The standard states:
INT(A[,KIND]): IfAis a boz-literal-constant, the value of the result is the value whose bit sequence according to the model in 16.3 is the same as that of A as modified by padding or truncation according to 16.3.3. The interpretation of a bit sequence whose most significant bit is 1 is processor dependent.source: Fortran 2018 Standard
So the following assignments might fail (assume integer is default 32 bit):
program boz
implicit none
integer :: x1 = int(Z'FEDCBA09')
integer :: x2 = int(Z'FFFFFFFF')
integer :: x3
data x3/Z'FFFFFFFF'/
end program
Using gfortran, this will only work when adding -fno-range-check but this introduces extra unwanted effects:
-fno-range-check: Disable range checking on results of simplification of constant expressions during compilation. For example, GNU Fortran will give an error at compile time when simplifyinga = 1. / 0.With this option, no error will be given and a will be assigned the value +Infinity. If an expression evaluates to a value outside of the relevant range of[-HUGE():HUGE()], then the expression will be replaced by-Infor+Infas appropriate. Similarly,DATA i/Z'FFFFFFFF'/will result in an integer overflow on most systems, but with-fno-range-checkthe value will "wrap around" andiwill be initialized to-1instead.source: GNU Compiler Collection, gfortran manual
I attempted the following, which works fine but still not 100%
integer(kind=INT32) :: x1 = transfer(real(Z'FEDCBA09',kind=REAL32),1_INT32)
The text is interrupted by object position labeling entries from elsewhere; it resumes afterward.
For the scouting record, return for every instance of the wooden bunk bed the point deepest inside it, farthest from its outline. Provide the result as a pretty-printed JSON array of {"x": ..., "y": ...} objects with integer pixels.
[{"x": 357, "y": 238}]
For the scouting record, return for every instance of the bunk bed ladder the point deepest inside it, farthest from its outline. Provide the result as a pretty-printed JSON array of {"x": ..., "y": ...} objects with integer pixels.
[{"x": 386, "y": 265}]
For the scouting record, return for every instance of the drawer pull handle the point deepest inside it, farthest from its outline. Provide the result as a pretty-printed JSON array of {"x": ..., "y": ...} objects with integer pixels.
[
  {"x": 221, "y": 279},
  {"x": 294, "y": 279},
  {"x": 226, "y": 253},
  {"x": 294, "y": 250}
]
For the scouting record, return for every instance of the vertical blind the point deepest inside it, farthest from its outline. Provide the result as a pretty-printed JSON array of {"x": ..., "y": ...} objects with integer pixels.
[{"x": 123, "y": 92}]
integer(kind=INT32) :: x1 = transfer(real(Z'FFFFFFFF',kind=REAL32),1_INT32)
The latter case fails with gfortran as it complains that Z'FFFFFFFF' represents NaN.
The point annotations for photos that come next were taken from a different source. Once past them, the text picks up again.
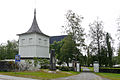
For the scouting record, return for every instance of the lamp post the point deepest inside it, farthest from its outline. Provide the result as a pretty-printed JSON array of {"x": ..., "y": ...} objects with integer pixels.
[{"x": 52, "y": 60}]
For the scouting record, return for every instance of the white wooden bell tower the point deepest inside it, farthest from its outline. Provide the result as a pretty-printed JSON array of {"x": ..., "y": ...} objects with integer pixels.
[{"x": 34, "y": 43}]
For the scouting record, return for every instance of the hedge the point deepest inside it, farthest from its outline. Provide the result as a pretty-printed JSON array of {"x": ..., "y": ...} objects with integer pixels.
[
  {"x": 110, "y": 70},
  {"x": 64, "y": 68},
  {"x": 7, "y": 66}
]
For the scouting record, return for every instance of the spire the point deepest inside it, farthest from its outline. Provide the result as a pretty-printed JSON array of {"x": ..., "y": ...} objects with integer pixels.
[{"x": 34, "y": 27}]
Using IOR(0,Z'FEDCBA09') also fails as it converts the boz-literal using INT
Question: How can you robustly assign a bit pattern using a boz-literal-constant? That is to say, independent of the used compiler (GNU, SUN, PGI, NAG, ...).
Answer: The most robust answer is currently given by Jim Rodes in this comment:
x = ior(ishft(int(Z'FEDC'),bit_size(x)/2),int(Z'BA09'))
This will work on any compiler and does not require any other data-type to be successful.
The need for -fno-range-check has been removed in what will be gfortran 10.1 when it is released. In 10.1, the bit patterns you have specified will be treated as if they are 32-bit unsigned integers and twos-complement wrap-around semantics are enforced.
Your first code snippet with a print statement added
program boz
implicit none
integer :: x1 = int(Z'FEDCBA09')
integer :: x2 = int(Z'FFFFFFFF')
integer :: x3
data x3/Z'FFFFFFFF'/
print *, x1, x2, x3
end program
yields
$ gfortran -o z file.f90
$ ./z
-19088887 -1 -1
and does not require the -fno-range-check option. The same goes for the proposed transfer method:
program boz
use iso_fortran_env
implicit none
integer(kind=INT32) :: x1 = &
& transfer(real(Z'FEDCBA09',kind=REAL32),1_INT32)
integer(kind=INT32) :: x2 = &
& transfer(real(Z'FFFFFFFF',kind=REAL32),1_INT32)
print '(I0,1X,Z8.8)', x1, x1
print '(I0,1X,Z8.8)', x2, x2
end program
returning:
$ gfortran -o z file.f90
$ ./z
-19088887 FEDCBA09
2143289344 7FC00000
Note: gfortran converts sNaN into qNan, which is a bug but no one cares.